2013 was another year in the books for hip-hop. And as always, we had the good, the bad, and Trinidad James’ freestyle. And with all other blogs, magazines, and publications ready to crown the king that ran the game this year, this piece is a little different. 2013 was interesting in the fact that we had some of our brightest stars putting the spotlight on each other, a little “I see you and I’m better than you, but I won’t exactly say your name.” We were primed for a good year with Kendrick Lamar’s good kid, m.A.A.d. city taking us out of 2012. We were also treated to some very good albums, mixtapes, and EPs (looking at Pusha T, Jay Z, Kanye, Chance The Rapper, Vic Mensa, etc.) We also had some projects who fell a tad short, but that was expected. But there’s one artist who if he had not staked his claim for Album Of The Year already, finished the job with a 360-reverse-tomahawk-slam in the year’s last hours. And that artist was Aubrey Graham.

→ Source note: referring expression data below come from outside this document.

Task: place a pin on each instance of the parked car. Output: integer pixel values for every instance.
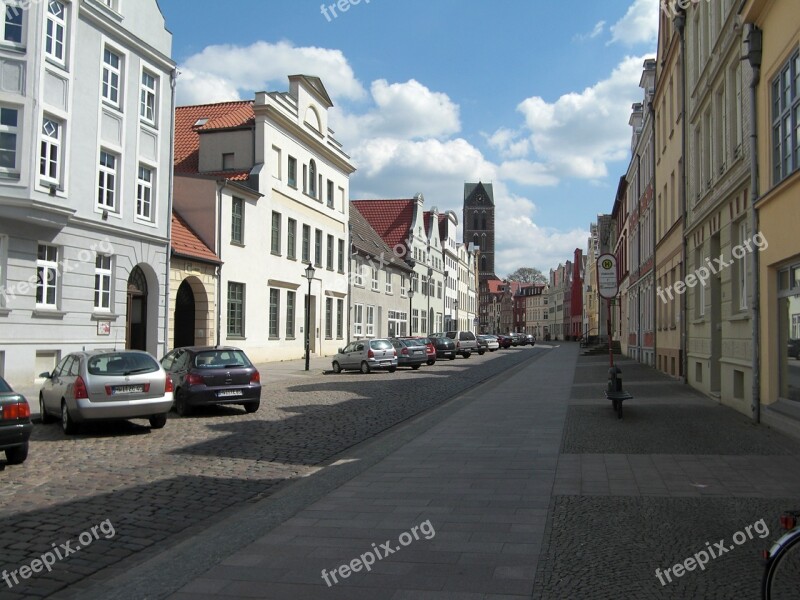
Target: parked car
(102, 385)
(445, 347)
(411, 352)
(504, 341)
(366, 355)
(15, 424)
(466, 342)
(489, 342)
(209, 375)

Many people, fans and critics alike, were anxious to see how Drake would come back with his new album, Nothing Was The Same. After receiving projects like Yeezus, My Name Is My Name, and Magna Carta Holy Grail all claiming to be the best body of work in 2013, we, myself included, didn’t know how Drake would add to the pot. NWTS was in all forms a progressive album for Drake, taking all the braggadocio raps he was known for and adding a darker sense to it. Yeah, he was a tad emo. It’s Drake, he’s synonymous with being emo. But it wasn’t “Marvin’s Room” emo, it didn’t make you want to crawl in a corner with a bottle of Moscato thinking about “#Her”. On the contrary, it made you embrace your inner part time simp. And while many people swore the album was missing that one club banger, that one song that would ring off in the party, we looked up and “Worst Behavior” had us standing on couches screaming how no one supported us from the get-go. In my opinion, from top to bottom, Nothing Was The Same was the album of the year, but even in that sense, I wasn’t ready to give the year to “One Take Drake.” And then, “We Made It” dropped.

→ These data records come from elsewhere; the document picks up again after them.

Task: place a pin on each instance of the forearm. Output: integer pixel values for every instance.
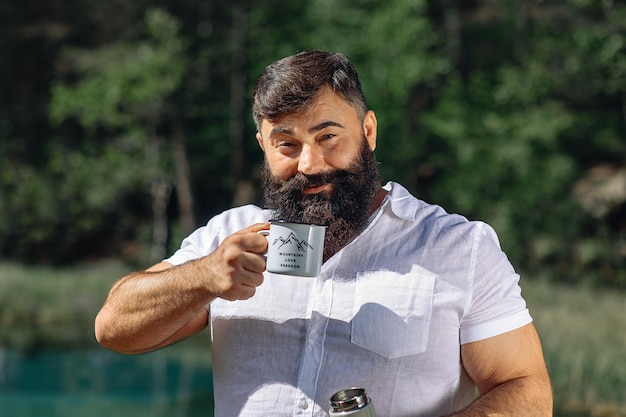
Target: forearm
(522, 397)
(144, 309)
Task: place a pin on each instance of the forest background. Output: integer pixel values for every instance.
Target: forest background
(125, 125)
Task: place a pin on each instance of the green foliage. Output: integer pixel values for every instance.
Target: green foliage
(495, 110)
(123, 83)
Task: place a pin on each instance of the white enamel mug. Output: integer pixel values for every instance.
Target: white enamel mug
(295, 249)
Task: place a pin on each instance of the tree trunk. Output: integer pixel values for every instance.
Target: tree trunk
(183, 181)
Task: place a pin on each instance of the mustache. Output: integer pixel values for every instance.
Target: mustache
(301, 181)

First off, I’m not sure what Southwest Atlanta swap meet Drake found Soulja Boy at, but I’m glad he did. I could picture Soulja in the booth talking off beat ON PURPOSE. I’m not sure if he listened to an audio book of Birdman’s “How To Talk That Talk On A Record” before laying his verse, but from that point on, every time I heard the song, it made me think back on the year that was and how I could look in the mirror and say, “N*gga, we made it!” But then I wondered why. Why would an artist wait literally to the end of the year to drop some heat like “We Made It” (and “Trophies,” who’s CDQ version hit the internet at press time)? It’s clear: why run the ball into the new year when you could go for it all on first down? It’s the reason why they have closers in baseball, and why they get paid as much as they do. By dropping these songs, Drake not only closes out the year with a bang, but he sets himself up for a run in first quarter 2014. Prior planning and preparation, to say the least. And yes, 2014 is going to see a surge from a lot of artists, potentially a new Kendrick album, a new Kanye album, and who knows what Hov is going to do. But I can say this: 2013 belonged to October’s Very Own. So congrats, Drake. Take your victory lap. And enjoy all those fixins’.